Panoramic view of the saddle with Dennis. Photo by Christine Galiza.

Moanalua Saddle

Moanalua Saddle

Cisco coming down the saddle. Photo by Ani Lagpacan.

Moanalua Saddle

Moanalua Saddle

To climb or to contour? Pick your poison. Photo by Ani Lagpacan.

Kulana'ahane Summit

Kulana’ahane Summit

Looking back at the western half of the saddle we had just descended. Photo by Janell Tuttle.

Kulana'ahane Summit

Kulana’ahane Summit

Panoramic view from Hell to Heaven. Photo by Ryan Meyer.

Kulana'ahane Summit

Kulana’ahane Summit

Everybody’s Irish at the end of the day. Except for those that don’t consume alcohol. Photo by Janell Tuttle.

Kulana'ahane Summit

Kulana’ahane Summit

Looking towards Stairway to Heaven that was invitingly clear. Anybody want to continue? Anybody? Photo by Janell Tuttle.

Moanalua Valley

Moanalua Valley

Leaving the saddle as we dropped down the short spur ridge going into the valley. Photo by Ani Lagpacan.

Kulana'ahane Trail

Kulana’ahane Trail

There are supposed to be well north of two dozen stream crossings on this trail. Who’s counting?

Kulana'ahane Trail

Kulana’ahane Trail

One of many thickets of tangled hau tree branches, I’m sure not as many as the stream crossings, but enough to be obstructive.

Kulana'ahane Junction

Kulana’ahane Junction

The last streambed crossing for the day. What was the total count?

Kamananaui Valley Trail

Kamananaui Valley Trail

One of seven bridges on the trail. Yes, I actually counted. Something to take my mind off the monotonous road. Photo by Cisco Quintanilla.

All pau

All pau

It’s so hard to say goodbye, so let’s not. Our hike traveled 13.38 miles through ridges, mountains, valleys and not to mention the very hospitable hell. Great hike with new and old friends. Post hike meal at Alley Restaurant where oxtail soup was still being dished out.
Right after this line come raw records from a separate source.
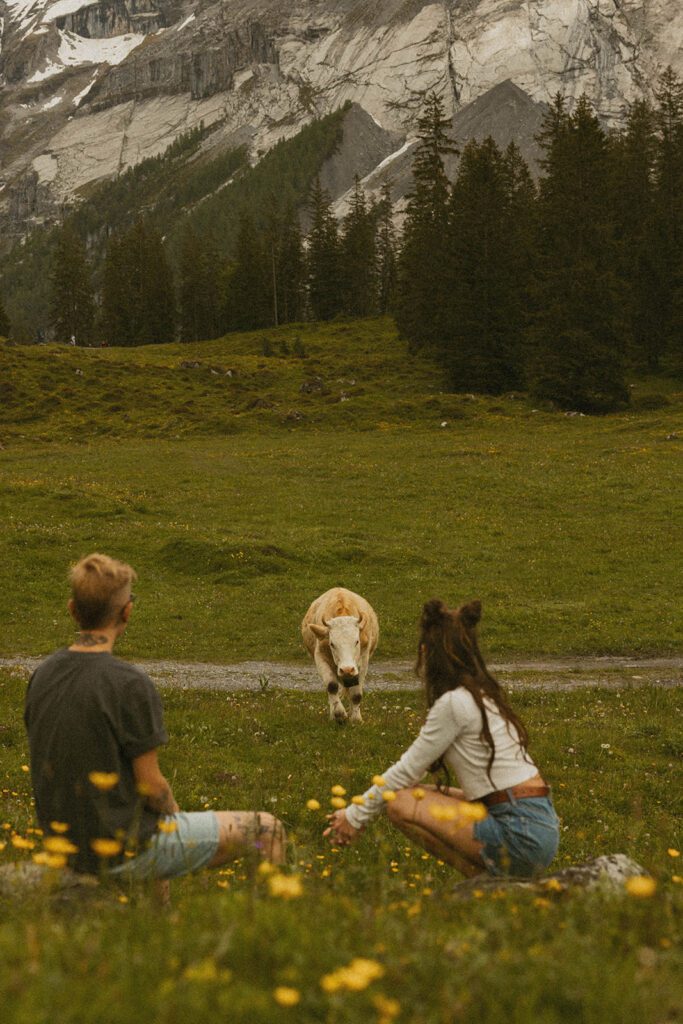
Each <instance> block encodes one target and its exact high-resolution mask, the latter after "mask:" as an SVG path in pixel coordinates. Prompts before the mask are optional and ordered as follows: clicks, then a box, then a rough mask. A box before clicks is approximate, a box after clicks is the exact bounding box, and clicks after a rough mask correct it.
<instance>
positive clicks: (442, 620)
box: [415, 598, 528, 785]
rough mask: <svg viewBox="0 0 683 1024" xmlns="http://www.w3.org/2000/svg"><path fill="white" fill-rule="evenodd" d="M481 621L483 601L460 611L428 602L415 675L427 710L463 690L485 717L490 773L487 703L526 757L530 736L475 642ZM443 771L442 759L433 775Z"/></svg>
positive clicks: (436, 598) (426, 602)
mask: <svg viewBox="0 0 683 1024" xmlns="http://www.w3.org/2000/svg"><path fill="white" fill-rule="evenodd" d="M480 618H481V602H480V601H470V602H469V604H463V605H462V606H461V607H460V608H455V609H451V608H447V607H446V606H445V604H444V603H443V601H439V600H438V599H437V598H434V599H432V600H431V601H427V602H426V604H425V605H424V606H423V609H422V616H421V618H420V644H419V646H418V660H417V664H416V667H415V671H416V673H417V674H418V676H420V678H421V679H422V680H423V682H424V687H425V695H426V697H427V706H428V707H429V708H431V707H432V705H433V703H434V702H435V701H436V700H437V699H438V697H440V696H441V695H442V694H443V693H446V692H447V691H449V690H455V689H456V688H457V687H458V686H463V687H464V688H465V689H466V690H468V691H469V692H470V693H471V694H472V697H473V698H474V702H475V703H476V706H477V708H478V709H479V711H480V713H481V733H480V738H481V740H482V742H485V743H486V744H487V746H488V749H489V750H490V755H489V757H488V764H487V766H486V774H487V775H488V778H489V779H490V783H492V785H493V784H494V780H493V778H492V775H490V769H492V767H493V765H494V759H495V758H496V746H495V744H494V737H493V736H492V734H490V728H489V726H488V716H487V714H486V708H485V706H484V698H485V697H486V698H488V699H489V700H492V701H493V702H494V703H495V705H496V707H497V709H498V711H499V713H500V715H501V717H502V718H503V719H505V721H506V722H507V723H508V724H509V725H511V726H513V728H514V729H515V730H516V732H517V735H518V737H519V742H520V744H521V746H522V750H523V751H524V753H526V750H527V746H528V733H527V731H526V728H525V726H524V724H523V723H522V722H521V720H520V719H519V718H518V717H517V715H515V713H514V711H513V710H512V708H511V707H510V705H509V703H508V701H507V698H506V696H505V693H504V691H503V689H502V687H501V685H500V683H499V682H498V681H497V680H496V679H494V677H493V676H492V674H490V673H489V672H488V669H487V668H486V666H485V664H484V659H483V657H482V656H481V652H480V650H479V645H478V643H477V638H476V627H477V624H478V622H479V620H480ZM439 768H441V769H445V765H444V764H443V762H442V760H439V761H438V762H437V763H436V765H433V766H432V770H435V769H439Z"/></svg>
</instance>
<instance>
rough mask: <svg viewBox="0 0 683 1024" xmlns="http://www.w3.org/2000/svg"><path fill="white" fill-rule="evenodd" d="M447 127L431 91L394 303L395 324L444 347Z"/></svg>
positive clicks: (448, 140) (416, 154)
mask: <svg viewBox="0 0 683 1024" xmlns="http://www.w3.org/2000/svg"><path fill="white" fill-rule="evenodd" d="M450 129H451V122H450V121H449V119H447V118H445V117H444V116H443V102H442V100H441V99H440V97H439V96H437V95H436V93H433V92H432V93H430V95H429V96H428V97H427V99H426V102H425V108H424V111H423V113H422V115H421V117H420V119H419V121H418V136H419V142H418V145H417V148H416V153H415V158H414V161H413V179H414V184H413V189H412V191H411V193H409V197H408V210H407V216H405V223H404V228H403V240H402V247H401V252H400V257H399V260H398V287H397V290H396V306H395V308H396V313H395V315H396V324H397V326H398V329H399V331H400V333H401V334H402V335H403V337H405V338H408V339H409V340H410V342H411V344H412V345H413V346H416V347H419V346H420V345H423V344H428V343H429V344H435V345H436V346H437V347H438V346H442V345H443V344H444V337H445V335H446V325H447V316H446V315H445V309H446V300H447V283H446V282H447V273H446V262H447V239H446V233H447V224H449V195H450V185H449V179H447V177H446V174H445V170H444V167H443V158H444V156H446V155H447V154H456V153H458V150H457V146H456V145H455V144H454V142H453V141H452V140H451V138H450V135H449V131H450Z"/></svg>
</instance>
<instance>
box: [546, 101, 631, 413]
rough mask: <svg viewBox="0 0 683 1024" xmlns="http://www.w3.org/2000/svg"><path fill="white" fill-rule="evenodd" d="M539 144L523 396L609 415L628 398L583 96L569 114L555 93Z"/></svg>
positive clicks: (606, 203)
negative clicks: (532, 252)
mask: <svg viewBox="0 0 683 1024" xmlns="http://www.w3.org/2000/svg"><path fill="white" fill-rule="evenodd" d="M539 140H540V142H541V144H542V146H543V147H544V150H545V159H544V162H543V166H544V169H545V171H546V175H545V177H544V178H543V179H542V181H541V198H540V261H539V269H538V276H537V281H536V283H535V285H536V295H535V307H536V309H535V321H533V324H532V325H531V328H530V331H529V338H530V340H531V343H532V349H533V350H532V353H531V356H530V366H529V378H530V381H529V383H530V389H531V393H532V394H535V395H536V396H537V397H539V398H546V399H550V400H553V401H555V402H557V403H558V404H559V406H561V407H562V408H565V409H575V410H580V411H583V412H592V413H598V412H607V411H609V410H612V409H616V408H620V407H622V406H624V404H626V403H627V402H628V397H629V396H628V390H627V388H626V385H625V382H624V351H623V349H624V335H625V333H626V325H625V323H623V321H622V319H621V314H620V307H621V301H620V300H621V296H620V293H618V287H617V279H616V275H615V272H614V269H613V268H614V266H615V263H616V250H615V244H614V231H613V221H612V218H611V210H610V203H609V157H608V144H607V137H606V135H605V132H604V131H603V129H602V128H601V126H600V123H599V121H598V119H597V117H596V115H595V113H594V112H593V110H592V108H591V104H590V102H589V100H588V99H587V98H586V97H585V96H582V97H581V98H580V99H579V101H578V103H577V108H575V110H574V112H573V114H572V115H571V116H568V115H567V114H566V111H565V109H564V103H563V101H562V99H561V97H557V99H556V101H555V103H554V104H553V106H552V108H551V110H550V111H549V113H548V115H547V117H546V119H545V122H544V125H543V129H542V132H541V135H540V137H539Z"/></svg>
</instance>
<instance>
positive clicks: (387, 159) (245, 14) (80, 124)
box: [0, 0, 683, 239]
mask: <svg viewBox="0 0 683 1024" xmlns="http://www.w3.org/2000/svg"><path fill="white" fill-rule="evenodd" d="M682 44H683V4H680V3H674V2H672V0H439V2H424V0H373V2H372V3H369V2H367V0H361V2H358V0H288V2H285V0H218V2H217V0H95V2H87V0H0V88H1V91H0V232H3V233H4V236H5V239H7V238H10V237H12V238H15V237H19V236H20V234H22V233H23V232H25V231H26V230H27V228H28V227H30V226H31V225H33V224H36V223H40V222H44V221H49V220H51V219H55V218H57V217H58V216H59V211H60V209H61V208H62V207H63V205H65V204H68V203H70V202H72V201H74V199H75V198H77V197H78V196H79V194H82V193H83V190H84V189H87V187H88V185H89V184H90V183H91V182H93V181H96V180H98V179H101V178H103V177H108V176H112V175H116V174H118V173H120V172H121V171H123V170H125V169H126V168H128V167H130V166H132V165H134V164H136V163H137V162H139V161H140V160H141V159H143V158H145V157H150V156H154V155H156V154H159V153H162V152H163V151H164V150H165V148H166V147H167V146H168V145H169V144H170V143H171V142H172V141H173V139H174V138H176V137H177V136H178V135H179V134H180V133H182V132H184V131H187V130H188V129H189V128H191V127H194V126H196V125H199V124H200V123H201V122H204V124H205V125H206V126H209V125H213V126H215V129H216V130H215V131H212V132H211V133H210V134H209V135H208V136H207V140H206V143H205V145H206V147H207V152H208V151H213V152H216V147H218V148H225V147H228V146H231V145H234V144H237V143H243V142H247V143H248V144H249V146H250V150H251V154H252V158H253V160H254V161H256V160H258V159H259V157H260V156H261V155H262V154H263V153H264V152H266V151H267V150H268V148H269V147H270V146H271V145H272V144H273V143H274V142H276V141H278V140H280V139H281V138H287V137H290V136H291V135H293V134H295V133H296V132H297V131H298V130H299V129H300V128H301V127H302V126H303V125H304V124H305V123H307V122H308V121H309V120H310V119H311V118H314V117H315V116H318V115H323V114H327V113H329V112H330V111H332V110H335V109H337V108H339V106H340V105H341V104H343V103H344V102H345V101H346V100H351V101H352V102H353V103H355V104H357V105H358V106H360V108H361V109H362V110H364V111H365V112H366V115H367V117H366V119H365V121H364V119H362V118H357V117H356V118H355V127H356V128H357V130H358V131H360V130H361V124H362V126H365V127H362V131H365V132H366V133H367V131H368V121H369V120H371V121H372V122H374V123H375V125H376V126H377V128H378V130H379V131H381V132H382V133H383V143H382V145H380V146H379V151H378V152H379V153H381V154H384V153H385V151H386V148H387V146H392V147H393V150H392V153H390V154H389V157H388V158H387V157H386V156H383V157H382V160H383V161H384V165H385V169H386V166H387V161H388V164H390V165H392V166H391V175H392V178H400V176H401V175H404V174H405V173H407V168H408V167H409V162H408V161H409V160H410V150H411V139H412V137H414V130H415V123H416V116H417V113H418V111H419V110H420V106H421V103H422V98H423V96H424V94H425V92H427V91H429V90H432V89H436V90H437V91H439V92H440V93H441V94H442V95H443V97H444V99H445V102H446V106H447V109H449V111H450V112H451V114H452V115H453V116H454V118H455V124H456V127H457V130H458V133H459V138H460V140H461V141H462V140H464V139H465V138H467V137H469V135H472V134H473V135H476V136H477V137H484V136H485V135H486V134H488V133H493V134H494V135H495V137H498V138H499V141H502V142H505V141H508V140H509V138H510V137H515V138H517V140H518V141H520V142H521V143H522V148H525V150H526V156H527V157H528V158H529V159H531V160H532V159H533V152H532V150H533V144H532V135H533V131H535V130H536V127H537V126H538V122H539V119H540V117H541V112H542V109H543V108H542V105H541V104H543V103H545V102H547V101H548V100H549V99H550V98H551V97H552V96H553V95H554V94H555V93H556V92H557V91H558V90H561V91H563V92H564V93H565V94H566V95H568V96H569V97H570V98H571V97H574V96H577V95H578V94H581V93H582V92H587V93H588V94H589V96H590V97H591V98H592V99H593V101H594V102H595V104H596V106H597V109H598V111H599V113H600V114H601V116H602V117H603V118H604V119H605V121H606V122H607V123H614V122H617V121H618V119H620V118H621V117H622V116H623V111H624V106H625V104H626V103H628V102H629V101H630V100H633V99H634V98H635V97H636V96H639V95H642V94H643V93H645V94H647V93H648V91H649V90H650V88H651V85H652V83H653V81H654V79H655V77H656V75H657V72H658V71H659V70H661V69H663V68H664V67H666V66H667V65H669V63H671V65H673V66H674V68H675V70H677V71H678V72H679V73H681V72H683V45H682ZM349 131H351V128H349ZM468 133H469V135H468ZM354 137H355V136H353V135H352V134H351V135H350V136H349V139H348V143H349V144H348V145H347V154H346V156H345V158H344V159H345V160H346V162H347V163H348V161H349V160H350V161H351V162H352V160H353V157H352V152H353V139H354ZM358 145H361V142H360V136H358ZM349 154H350V156H349ZM392 154H393V156H392ZM366 166H367V161H366V162H365V164H364V168H365V167H366ZM346 169H347V170H348V168H346ZM366 173H367V172H366ZM380 173H381V171H378V170H375V169H371V171H370V174H371V175H373V174H375V176H376V177H377V175H379V174H380ZM329 176H330V180H331V181H334V177H335V174H334V170H333V169H329ZM346 177H347V174H342V175H341V178H344V180H345V179H346ZM333 190H334V189H333ZM334 195H335V196H340V195H341V194H340V193H339V191H335V193H334ZM340 202H341V204H342V206H343V199H341V200H340ZM340 208H341V207H340Z"/></svg>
Note: I have been made aware that some hikers have been using my blog as a hiking guide and getting lost on the trails. Please note that this blog was made to document the hike for the crew(s) that did it. That is why some of my comments will seem to have no relevance or meaning to anybody outside of the crew(s) that hiked that trail. My blog was never meant as a hiking guide, so please do not treat it as such. If you find inspiration and entertainment from these hikes, that is more than enough. If you plan on replicating these hikes, do so in the knowledge that you should do your own research accordingly as trail conditions, access, legalities and so forth are constantly in flux. What was current today is most likely yesterdays news. Please be prepared to accept any risks and responsibilities on your own as you should know your own limitations, experience and abilities before you even set foot on a trail, as even the “simplest” or “easiest” of trails can present potential pitfalls for even the most “experienced” hikers.